Zu den drei nun folgenden Liedern hatte ich zu diesem Zeitpunkt auf Platte noch keinen wirklichen Zugang gefunden. Dies änderte sich aber nun durch die Live-Atmosphäre und den dazugehörigen Ansagen seitens Kettcar. „Den Revolver entsichern“ beendete den Album-Block, Kettcar verabschiedeten sich, das Publikum klatschte lautstark und verlangte Zugaben.
Getreu dem Motto „Oldie but Goldie“ erfüllten Kettcar den Wunsch nach mehr und läuteten die Zugabe mit „Ich danke der Academy" ein. Jetzt flippten die ersten Reihen komplett aus, es wurde noch mehr getanzt und gesprungen, als es schon zuvor der Fall war. Schön anzusehen und auch anzuhören, denn das Publikum wurde im Gesang noch lauter. Während „Kein Außen mehr“ und „Money Left To Burn“ schwelgte ich ein bisschen in Erinnerung - mein erstes Kettcarkonzert mit meiner Schwester, die Lagerfeuermomente mit der Akustikgitarre und die leider verworfene Möglichkeit, zum Videodreh von „Deiche“ zu fahren. Kaum hatte ich diesen Gedanken beendet, ertönte es auch schon: „Deiche“ - das Dauergrinsen machte sich wieder in meinem Gesicht breit.
Kettcar gingen ein weiteres Mal von der Bühne, doch sie kamen noch einmal für eine letzte Zugabe hinaus. Wiebusch kündigte das folgende Lied mit einem Bernd-Begemann-Zitat an: „In Städten mit Häfen haben die Menschen noch Hoffnung.“ Damit leitete er das letzte Lied des Abends ein: „Landungsbrücken raus“. Schade eigentlich, dass es schon zu Ende ist, aber dennoch ein guter Song, um so einen besonderen Abend abzuschließen.

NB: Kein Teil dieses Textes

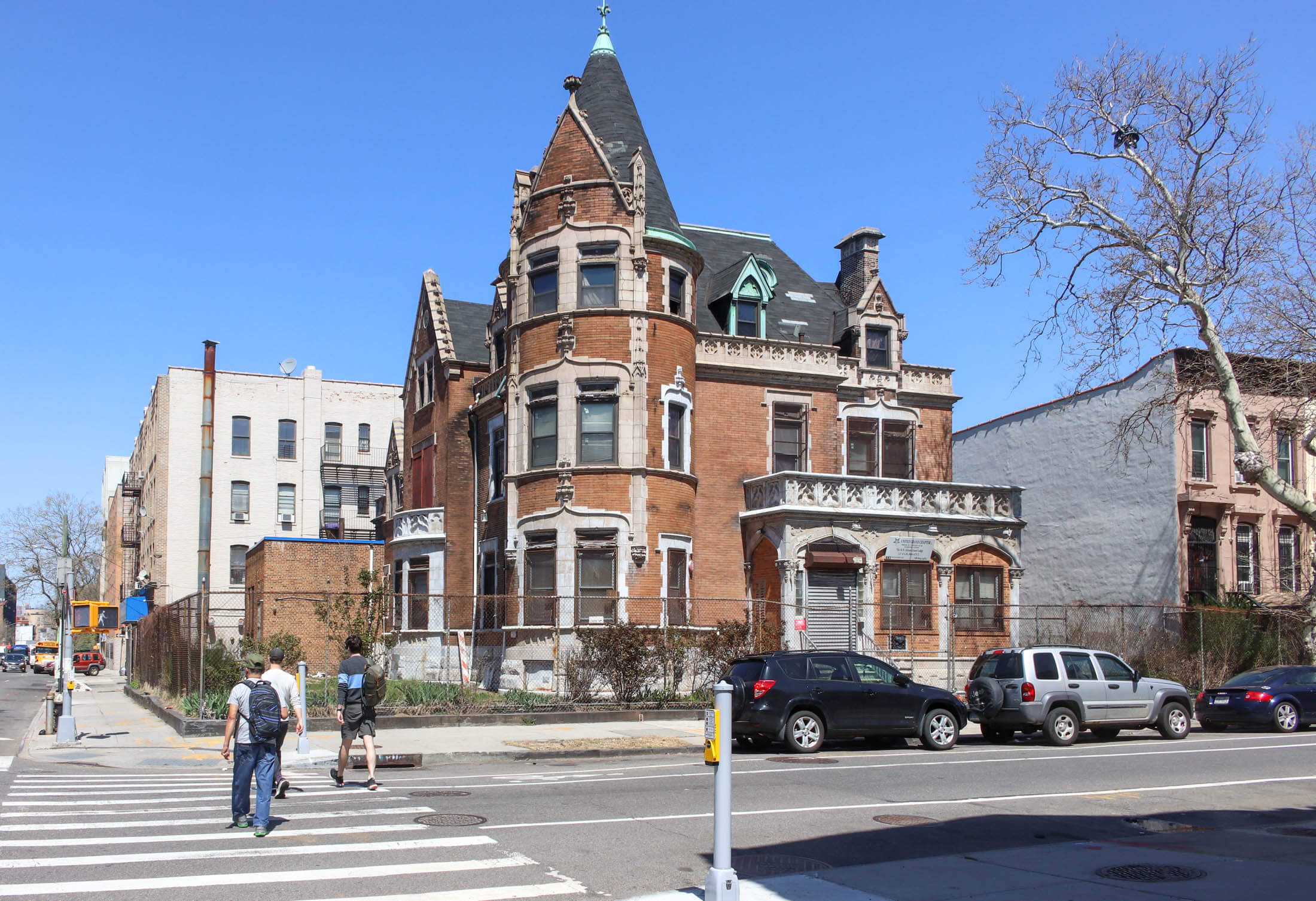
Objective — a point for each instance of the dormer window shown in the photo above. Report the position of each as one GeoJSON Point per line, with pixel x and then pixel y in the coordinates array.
{"type": "Point", "coordinates": [877, 348]}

Das Konzert hatte alles was man sich von einem guten Abend wünscht: tanzende Menschen, gute Musik, die angenehme, fesselnde Stimme von Marcus Wiebusch, Witz, Gänsehautmomente und ein dezentes Dauergrinsen. Kurz: Rundum gelungen und wieder eine unvergessene Erinnerung mehr in meinem Kopf mit dem Wunsch nach Wiederholung.